Watching Katy Perry eat a corn dog while singing “Hotty Toddy” was amusing — for everybody but LSU fans, anyway.

The pop star didn’t say anything offensive or negative about LSU on the video board last Saturday at Ole Miss – but fans from across the country knew she was taking a shot at the visiting team, referring to her infamous “LSU fans smell like corn dogs” remark she made last year on ESPN’s College GameDay show.

Perry’s antics have legs. Earlier this week, a billboard along an interstate in New Orleans showed the final score: Ole Miss 38 with the school logo, LSU 17 accompanied by corn dogs.

So who’s going to up the ante? We all know somebody will. What school can deliver the funniest insult to the visiting team via the video board or PA system without doing it directly?

Surprisingly, the SEC was quiet — at least publicly — about Perry’s jab at LSU.
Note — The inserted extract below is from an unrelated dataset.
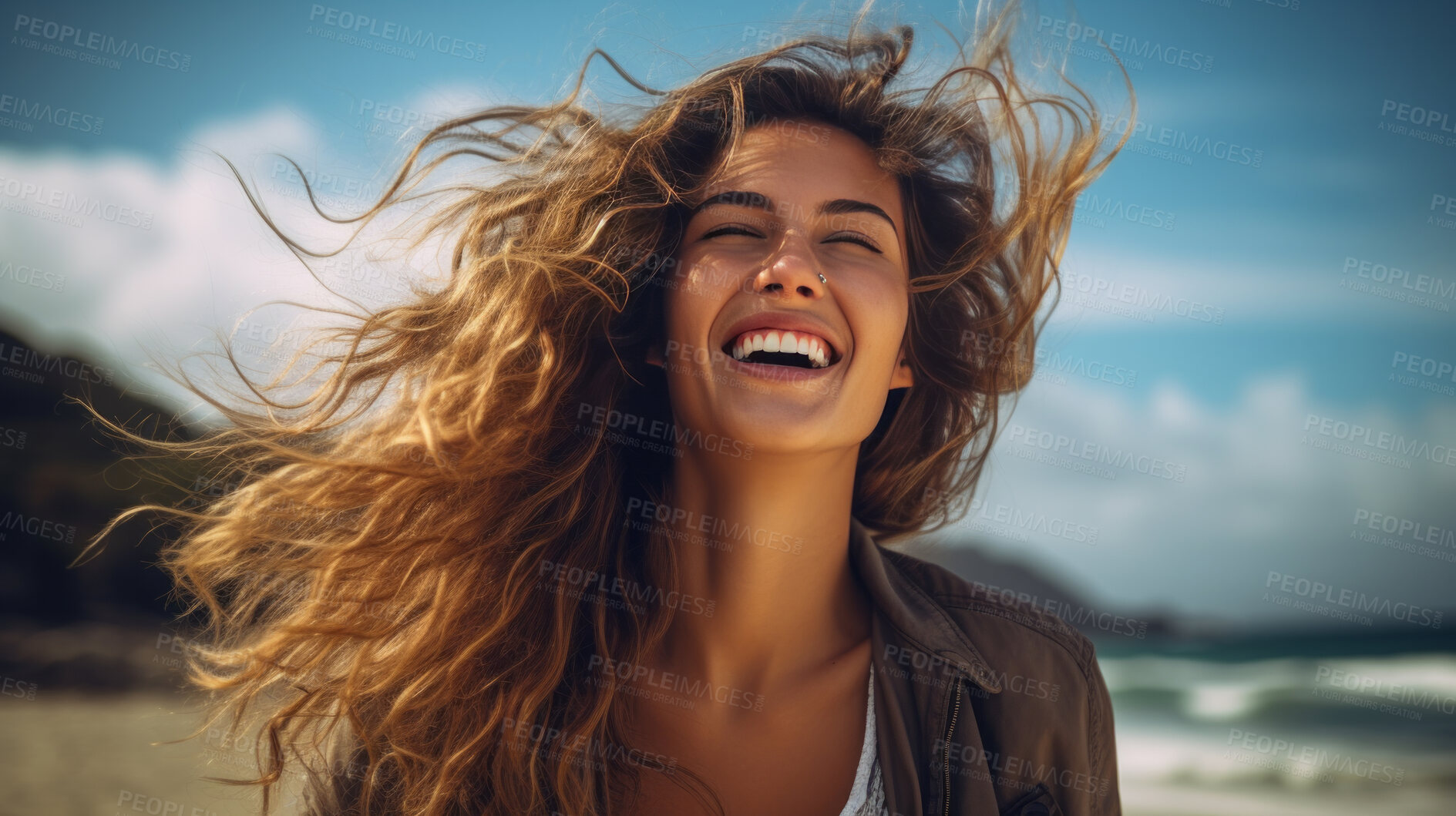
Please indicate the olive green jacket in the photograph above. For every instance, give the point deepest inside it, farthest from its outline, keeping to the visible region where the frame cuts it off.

You know LSU will have something planned for Ole Miss when the Rebels play at Tiger Stadium next year. And who wants to mess with an athletic department that owns its own live tiger with a cage that can be moved in front of the visitors’ entrance tunnel? Or a crowd that prides itself in its fanaticism and craziness?
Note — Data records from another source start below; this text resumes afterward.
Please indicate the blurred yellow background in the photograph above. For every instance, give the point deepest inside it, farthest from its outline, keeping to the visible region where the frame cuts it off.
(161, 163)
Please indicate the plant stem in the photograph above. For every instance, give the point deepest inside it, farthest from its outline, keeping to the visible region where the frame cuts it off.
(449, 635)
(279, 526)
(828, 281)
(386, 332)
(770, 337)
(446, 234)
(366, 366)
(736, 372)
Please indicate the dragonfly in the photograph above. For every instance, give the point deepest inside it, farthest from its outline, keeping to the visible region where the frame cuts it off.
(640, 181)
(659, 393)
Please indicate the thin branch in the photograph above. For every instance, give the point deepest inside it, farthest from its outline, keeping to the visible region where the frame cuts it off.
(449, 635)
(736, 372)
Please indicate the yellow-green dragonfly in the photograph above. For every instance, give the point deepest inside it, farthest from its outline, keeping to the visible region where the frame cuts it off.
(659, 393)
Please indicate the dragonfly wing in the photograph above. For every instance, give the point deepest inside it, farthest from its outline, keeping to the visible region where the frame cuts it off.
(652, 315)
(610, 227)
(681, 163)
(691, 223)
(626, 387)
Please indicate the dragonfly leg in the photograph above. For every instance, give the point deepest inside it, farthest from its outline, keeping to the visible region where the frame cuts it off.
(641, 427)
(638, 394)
Katy Perry and Ole Miss — if its athletic department didn’t know what Perry was going to do, they should have expected something in bad taste — crossed the line into bad sportsmanship.

It was funny. It was edgy. But it opens the door to an escalation of taunting and poor sportsmanship. Soon, it will go too far.

Should the home team use stadium media to taunt or ridicule the visiting team?

Of course not. It’s just asking for trouble — in the stands and on the field. That’s why baseball teams aren’t allowed to use music to target opposing players when they come to bat.

Let fans make signs and students make obnoxious chants. Each incident is seen and heard by a small segment of the crowd. PA systems and video boards effect crowds of more than 100,000.

Make no mistake, taunts and insults all part of the game, adding to the spectator experience. But it’s not appropriate for an athletic department to participate.

SEC schools should be above such foolishness.